Se si contano le pagine è un libretto, ma quel che contiene, la raccolta dei tanti discorsi ai neolaureati tenuti dallo scrittore, ne fa un capolavoro

Come trovare il vero amore, come fare i soldi, ma anche cosa vogliono le donne (1-0 su Freud) e pure cosa vogliono gli uomini. In Quando siete felici, fateci caso (Minimum Fax, pp.110, euro 13) sono raccolte le risposte che Kurt Vonnegut ha dato ai neolaureati americani nel corso di vari discorsi di fine anno accademico (vedi Steve Jobs, per capirci).

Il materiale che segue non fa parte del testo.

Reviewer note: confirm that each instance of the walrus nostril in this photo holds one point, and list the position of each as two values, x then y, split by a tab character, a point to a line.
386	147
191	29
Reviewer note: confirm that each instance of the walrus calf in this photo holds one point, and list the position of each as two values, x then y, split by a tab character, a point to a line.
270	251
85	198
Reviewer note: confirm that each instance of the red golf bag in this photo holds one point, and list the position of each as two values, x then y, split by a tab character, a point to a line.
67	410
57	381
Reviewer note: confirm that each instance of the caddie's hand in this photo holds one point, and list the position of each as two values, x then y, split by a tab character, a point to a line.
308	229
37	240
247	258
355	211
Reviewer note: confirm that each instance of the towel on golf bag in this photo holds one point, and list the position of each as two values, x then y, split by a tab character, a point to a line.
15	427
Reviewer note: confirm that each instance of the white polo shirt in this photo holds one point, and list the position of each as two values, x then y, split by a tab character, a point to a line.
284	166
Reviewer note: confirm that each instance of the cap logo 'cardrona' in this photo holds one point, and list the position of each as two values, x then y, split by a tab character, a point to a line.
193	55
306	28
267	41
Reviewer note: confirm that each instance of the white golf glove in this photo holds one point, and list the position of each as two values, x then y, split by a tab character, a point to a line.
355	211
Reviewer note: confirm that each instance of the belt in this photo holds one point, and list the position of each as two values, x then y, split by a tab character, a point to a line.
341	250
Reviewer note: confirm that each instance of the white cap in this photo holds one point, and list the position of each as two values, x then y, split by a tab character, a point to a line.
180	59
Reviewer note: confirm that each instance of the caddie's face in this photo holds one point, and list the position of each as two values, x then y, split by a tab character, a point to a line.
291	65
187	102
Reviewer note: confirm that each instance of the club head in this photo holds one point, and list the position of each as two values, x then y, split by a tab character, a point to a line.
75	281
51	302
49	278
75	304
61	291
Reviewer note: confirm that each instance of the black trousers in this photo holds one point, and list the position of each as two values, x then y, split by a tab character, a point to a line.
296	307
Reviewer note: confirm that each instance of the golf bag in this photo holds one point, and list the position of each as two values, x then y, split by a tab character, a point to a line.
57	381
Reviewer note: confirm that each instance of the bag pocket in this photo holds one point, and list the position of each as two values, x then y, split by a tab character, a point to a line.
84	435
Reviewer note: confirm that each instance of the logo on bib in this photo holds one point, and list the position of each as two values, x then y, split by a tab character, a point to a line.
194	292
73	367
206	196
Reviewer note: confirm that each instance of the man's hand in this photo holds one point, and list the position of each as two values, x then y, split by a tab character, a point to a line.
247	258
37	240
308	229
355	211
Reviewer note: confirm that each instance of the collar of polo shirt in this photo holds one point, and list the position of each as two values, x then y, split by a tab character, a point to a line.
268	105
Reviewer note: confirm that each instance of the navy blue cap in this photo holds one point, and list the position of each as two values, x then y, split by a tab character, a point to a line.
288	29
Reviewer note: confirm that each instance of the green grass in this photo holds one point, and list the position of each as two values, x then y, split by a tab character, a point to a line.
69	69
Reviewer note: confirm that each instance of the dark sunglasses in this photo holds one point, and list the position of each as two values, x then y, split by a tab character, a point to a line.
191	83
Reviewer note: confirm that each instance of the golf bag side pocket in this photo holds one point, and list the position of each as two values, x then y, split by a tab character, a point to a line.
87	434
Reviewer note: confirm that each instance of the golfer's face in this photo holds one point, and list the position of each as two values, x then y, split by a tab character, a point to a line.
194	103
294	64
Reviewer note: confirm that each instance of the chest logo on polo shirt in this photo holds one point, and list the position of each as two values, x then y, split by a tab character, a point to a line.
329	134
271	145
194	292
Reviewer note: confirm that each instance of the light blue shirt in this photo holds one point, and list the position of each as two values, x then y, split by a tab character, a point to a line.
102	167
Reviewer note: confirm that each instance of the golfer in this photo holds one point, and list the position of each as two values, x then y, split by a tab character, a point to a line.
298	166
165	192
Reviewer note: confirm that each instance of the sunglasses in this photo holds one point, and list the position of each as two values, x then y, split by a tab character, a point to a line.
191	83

Come si intuisce dal titolo, il libro tratta di felicità, di quella che abbiamo tutti a portata di mano (a proposito una letta, va bene anche se veloce e distratta, ad Attimi di trascurabile Felicità di Francesco Piccolo aiuta ad accorgersene un po’), di quella che ci è stata sottratta e di tutta quella che si può conquistare. Cosa sia la felicità a Vonnegut l’ha spiegato lo zio Alex: “mio zio diceva che quando le cose stanno andando a gonfie vele bisogna rendersene conto. Parlava di occasioni molto semplici non di grandi trionfi. Bere un bicchiere di limonata all’ombra di un albero, magari, o sentire il profumo di una panetteria, o andare a pesca, o sentire la musica che esce da una sala da concerti standosene fuori al buio, oppure, oserei dire, l’attimo dopo un bacio. Mi diceva che era importante in questi momenti dire ad alta voce: cosa c’è più bello di questo?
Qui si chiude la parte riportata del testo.